Additionally, a 17% growth in the segment’s loans portfolio translated to 14% or $1.52 billion increase in interest income.
Total assets of $191.8 billion grew 9.1% over December 2021. This growth was driven by a $15.47 billion increase in loan assets which ended the period at $108.49 billion. Customer deposits increased by $12.5 billion against the prior year end to total $148.9 billion as at December 2022.
Investment Banking
The Investment Banking segment’s net profit outturn was $1.20 billion, a decline of 64.2% against prior year.

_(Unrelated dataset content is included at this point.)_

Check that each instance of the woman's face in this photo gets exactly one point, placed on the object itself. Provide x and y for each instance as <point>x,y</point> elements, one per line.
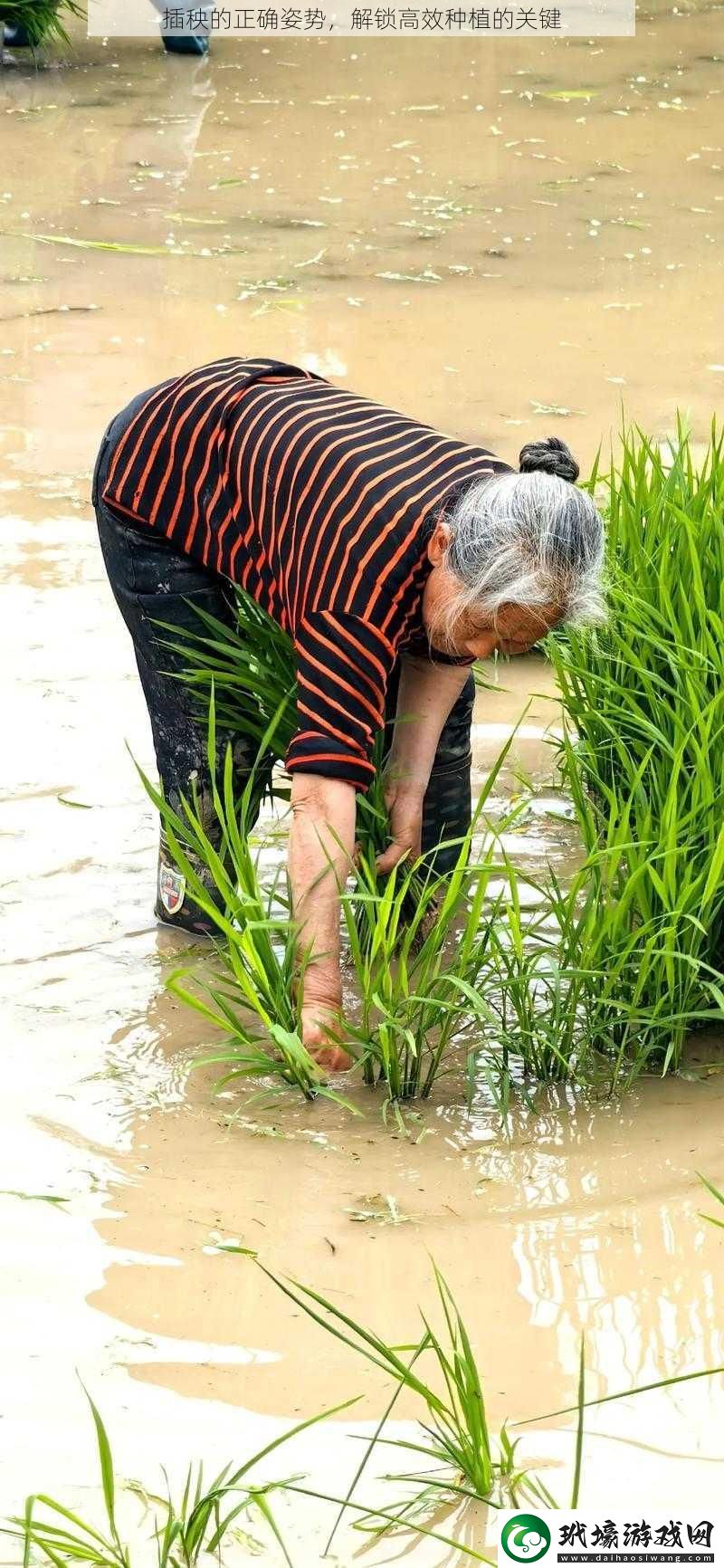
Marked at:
<point>516,629</point>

The prevailing macroeconomic conditions have caused a significant reduction in business transactions, adversely affecting performance.
Notwithstanding, the segment benefitted from our recently formed Cayman subsidiary, which grew its interest earnings asset base by 95% and positioned itself to benefit from higher yielding securities within the market.
Liquidity And Solvency
Cash and Cash Equivalents at the end of December 2022 were $42.94 billion, down from $51.88 billion as at December 2021. Regulatory capital requirements continue to be exceeded across all operating entities.
Outlook
As we come to the close of an undoubtedly challenging year, our outlook for 2023 remains conservative as many of the constraining factors to economic growth remain in place, namely inflation, the war in Ukraine and the lagging effect of high interest rates, causing the World Bank to issue a downward revision in global economic growth from 3% to 1.7%. We expect a continued slowing of growth amongst our key trading partners, including the United States and Britain, as consumer spending and market activity responds to the extended period of high interest rates. Domestically, we anticipate the Bank of Jamaica will remain focused on taming inflation, but indications are
that its recent market actions have been effective given the downward trajectory of this key measure.
The Group is cognizant of and well prepared for the potential impact of International Financial Reporting Standard (“IFRS”) 17. The standard which becomes effective January 1, 2023, replacing IFRS 4, is anticipated to materially change the recognition and measurement requirements for our insurance business segments, as well as the presentation and disclosures in the Group’s Consolidated Financial Statements.